Tribal violence kills 185 in Sudan
CAIRO – Armed tribesmen attacked a fishing village in southeast Sudan where hundreds of displaced people were camped near a river, leaving at least 185 people, most of them women and children, dead in the worst violence in three months, a southern Sudan official said Monday.
A flare-up of tribal clashes in south Sudan over cattle and territory has left more 1,000 people killed so far this year. The violence is separate from the six-year-old conflict between rebels and government forces in Darfur, the vast western region of Sudan.
U.N. and local officials expressed concern that the violence in the south, which has increasingly targeted women and children, could hamper preparation for national and presidential elections scheduled for April 2010.
The elections are a key component of a deal that ended a 21-year civil war between Sudan’s north and south in 2005. If violence prevents the voting, that could re-open a path to war.
The peace agreement created a semiautonomous government in the south, battered by the war and flooded with guns.
Sunday’s violence is part of a series of attacks between southern tribes that have their roots in territorial claims or cattle theft. But local officials say recent attacks have been fueled by revenge and the widespread availability of arms.

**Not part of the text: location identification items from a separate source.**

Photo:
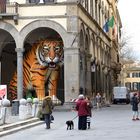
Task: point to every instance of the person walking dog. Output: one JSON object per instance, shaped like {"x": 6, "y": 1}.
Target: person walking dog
{"x": 134, "y": 103}
{"x": 82, "y": 108}
{"x": 47, "y": 107}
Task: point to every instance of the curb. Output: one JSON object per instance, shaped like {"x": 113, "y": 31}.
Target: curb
{"x": 21, "y": 125}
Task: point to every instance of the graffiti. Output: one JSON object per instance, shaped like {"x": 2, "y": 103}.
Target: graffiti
{"x": 41, "y": 66}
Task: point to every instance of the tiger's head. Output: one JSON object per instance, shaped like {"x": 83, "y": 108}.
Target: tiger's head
{"x": 50, "y": 53}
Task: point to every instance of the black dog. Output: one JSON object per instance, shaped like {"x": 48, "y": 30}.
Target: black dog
{"x": 70, "y": 124}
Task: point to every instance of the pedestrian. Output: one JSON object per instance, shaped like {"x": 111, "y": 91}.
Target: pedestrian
{"x": 98, "y": 100}
{"x": 82, "y": 108}
{"x": 134, "y": 103}
{"x": 90, "y": 106}
{"x": 47, "y": 107}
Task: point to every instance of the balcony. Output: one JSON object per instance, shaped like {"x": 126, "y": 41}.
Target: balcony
{"x": 9, "y": 11}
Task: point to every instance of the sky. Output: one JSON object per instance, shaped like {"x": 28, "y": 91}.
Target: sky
{"x": 130, "y": 16}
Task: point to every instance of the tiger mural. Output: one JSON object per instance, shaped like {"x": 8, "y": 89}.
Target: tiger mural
{"x": 41, "y": 65}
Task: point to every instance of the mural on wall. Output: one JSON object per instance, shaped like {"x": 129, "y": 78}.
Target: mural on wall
{"x": 41, "y": 66}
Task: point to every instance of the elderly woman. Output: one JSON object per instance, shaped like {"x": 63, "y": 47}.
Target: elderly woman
{"x": 82, "y": 108}
{"x": 47, "y": 107}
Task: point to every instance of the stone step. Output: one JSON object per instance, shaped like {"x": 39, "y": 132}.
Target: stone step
{"x": 14, "y": 127}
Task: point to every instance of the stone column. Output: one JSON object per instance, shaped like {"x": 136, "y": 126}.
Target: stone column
{"x": 71, "y": 73}
{"x": 19, "y": 72}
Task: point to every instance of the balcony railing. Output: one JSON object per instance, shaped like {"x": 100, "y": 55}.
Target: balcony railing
{"x": 9, "y": 11}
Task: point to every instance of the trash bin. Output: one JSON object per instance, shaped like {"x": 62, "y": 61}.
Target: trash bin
{"x": 15, "y": 107}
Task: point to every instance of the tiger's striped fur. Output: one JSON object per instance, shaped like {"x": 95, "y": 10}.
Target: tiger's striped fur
{"x": 41, "y": 64}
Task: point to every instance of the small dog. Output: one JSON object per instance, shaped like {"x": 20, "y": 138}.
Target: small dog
{"x": 70, "y": 124}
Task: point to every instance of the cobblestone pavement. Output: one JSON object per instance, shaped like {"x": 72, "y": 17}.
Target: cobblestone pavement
{"x": 108, "y": 123}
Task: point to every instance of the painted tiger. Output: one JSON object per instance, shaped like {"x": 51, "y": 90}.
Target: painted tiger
{"x": 41, "y": 65}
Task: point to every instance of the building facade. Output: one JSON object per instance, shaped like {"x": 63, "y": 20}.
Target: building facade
{"x": 131, "y": 77}
{"x": 91, "y": 59}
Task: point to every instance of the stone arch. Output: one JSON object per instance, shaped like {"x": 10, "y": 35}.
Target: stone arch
{"x": 9, "y": 28}
{"x": 46, "y": 24}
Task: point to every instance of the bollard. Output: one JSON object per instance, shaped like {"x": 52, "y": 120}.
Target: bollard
{"x": 29, "y": 107}
{"x": 5, "y": 105}
{"x": 23, "y": 109}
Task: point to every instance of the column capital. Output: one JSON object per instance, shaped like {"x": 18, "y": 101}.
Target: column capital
{"x": 20, "y": 50}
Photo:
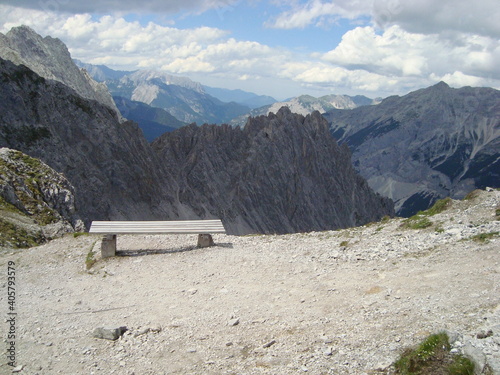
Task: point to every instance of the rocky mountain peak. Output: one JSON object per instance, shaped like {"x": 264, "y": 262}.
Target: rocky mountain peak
{"x": 281, "y": 173}
{"x": 49, "y": 58}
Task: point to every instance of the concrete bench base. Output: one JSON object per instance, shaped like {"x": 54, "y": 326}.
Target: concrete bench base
{"x": 111, "y": 229}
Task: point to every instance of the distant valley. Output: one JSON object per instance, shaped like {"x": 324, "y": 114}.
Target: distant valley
{"x": 414, "y": 149}
{"x": 280, "y": 173}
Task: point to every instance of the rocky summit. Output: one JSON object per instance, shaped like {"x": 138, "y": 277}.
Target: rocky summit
{"x": 110, "y": 164}
{"x": 36, "y": 202}
{"x": 426, "y": 145}
{"x": 49, "y": 57}
{"x": 281, "y": 173}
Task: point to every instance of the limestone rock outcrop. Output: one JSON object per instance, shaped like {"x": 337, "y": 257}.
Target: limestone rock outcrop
{"x": 281, "y": 173}
{"x": 426, "y": 145}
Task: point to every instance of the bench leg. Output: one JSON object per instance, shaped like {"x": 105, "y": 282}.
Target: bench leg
{"x": 108, "y": 246}
{"x": 205, "y": 240}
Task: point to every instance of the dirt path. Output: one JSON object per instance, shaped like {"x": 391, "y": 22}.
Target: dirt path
{"x": 344, "y": 302}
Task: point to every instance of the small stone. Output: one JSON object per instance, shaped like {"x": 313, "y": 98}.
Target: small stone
{"x": 109, "y": 333}
{"x": 269, "y": 344}
{"x": 483, "y": 335}
{"x": 205, "y": 240}
{"x": 156, "y": 328}
{"x": 234, "y": 322}
{"x": 141, "y": 332}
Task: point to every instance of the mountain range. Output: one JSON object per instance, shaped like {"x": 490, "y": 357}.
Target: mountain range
{"x": 289, "y": 173}
{"x": 429, "y": 144}
{"x": 190, "y": 101}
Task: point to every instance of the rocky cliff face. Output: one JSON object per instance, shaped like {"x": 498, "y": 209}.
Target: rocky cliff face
{"x": 426, "y": 145}
{"x": 280, "y": 173}
{"x": 114, "y": 171}
{"x": 50, "y": 58}
{"x": 36, "y": 202}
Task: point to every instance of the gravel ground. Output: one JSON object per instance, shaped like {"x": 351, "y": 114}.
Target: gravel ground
{"x": 338, "y": 302}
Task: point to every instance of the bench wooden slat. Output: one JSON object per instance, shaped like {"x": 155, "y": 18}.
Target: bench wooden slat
{"x": 158, "y": 227}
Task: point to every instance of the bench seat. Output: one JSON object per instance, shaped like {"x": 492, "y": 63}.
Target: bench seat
{"x": 112, "y": 228}
{"x": 157, "y": 227}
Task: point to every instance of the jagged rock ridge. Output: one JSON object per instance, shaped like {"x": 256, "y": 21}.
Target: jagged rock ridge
{"x": 282, "y": 173}
{"x": 36, "y": 202}
{"x": 50, "y": 58}
{"x": 426, "y": 145}
{"x": 110, "y": 164}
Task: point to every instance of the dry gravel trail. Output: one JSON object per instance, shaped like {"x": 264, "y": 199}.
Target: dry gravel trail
{"x": 338, "y": 302}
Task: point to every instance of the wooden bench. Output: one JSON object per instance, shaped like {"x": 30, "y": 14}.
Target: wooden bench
{"x": 111, "y": 229}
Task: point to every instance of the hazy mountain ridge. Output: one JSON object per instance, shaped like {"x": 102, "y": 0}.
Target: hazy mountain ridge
{"x": 183, "y": 98}
{"x": 426, "y": 145}
{"x": 117, "y": 175}
{"x": 306, "y": 104}
{"x": 109, "y": 163}
{"x": 153, "y": 121}
{"x": 248, "y": 99}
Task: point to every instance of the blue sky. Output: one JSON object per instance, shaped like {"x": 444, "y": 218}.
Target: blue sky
{"x": 281, "y": 48}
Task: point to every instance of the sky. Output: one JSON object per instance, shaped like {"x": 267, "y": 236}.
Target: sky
{"x": 281, "y": 48}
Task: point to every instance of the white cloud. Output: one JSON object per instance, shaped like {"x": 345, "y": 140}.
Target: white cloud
{"x": 120, "y": 6}
{"x": 423, "y": 16}
{"x": 430, "y": 17}
{"x": 368, "y": 60}
{"x": 398, "y": 53}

Local Commissioner Goi Yol of Akobo County said a “huge” number of armed men attacked a makeshift village at dawn Sunday where families from the Lou-Nuer tribe moved in recent weeks in search of food. The camping area overlooks the Geni River, near the Ethiopian border, in Jongeli state.
Yol blamed the attack on the rival Murle tribe, who have refused to observe a negotiated cease-fire after a series of tit-for-tat attacks earlier this year. Some 650 people from both tribes have been killed since March.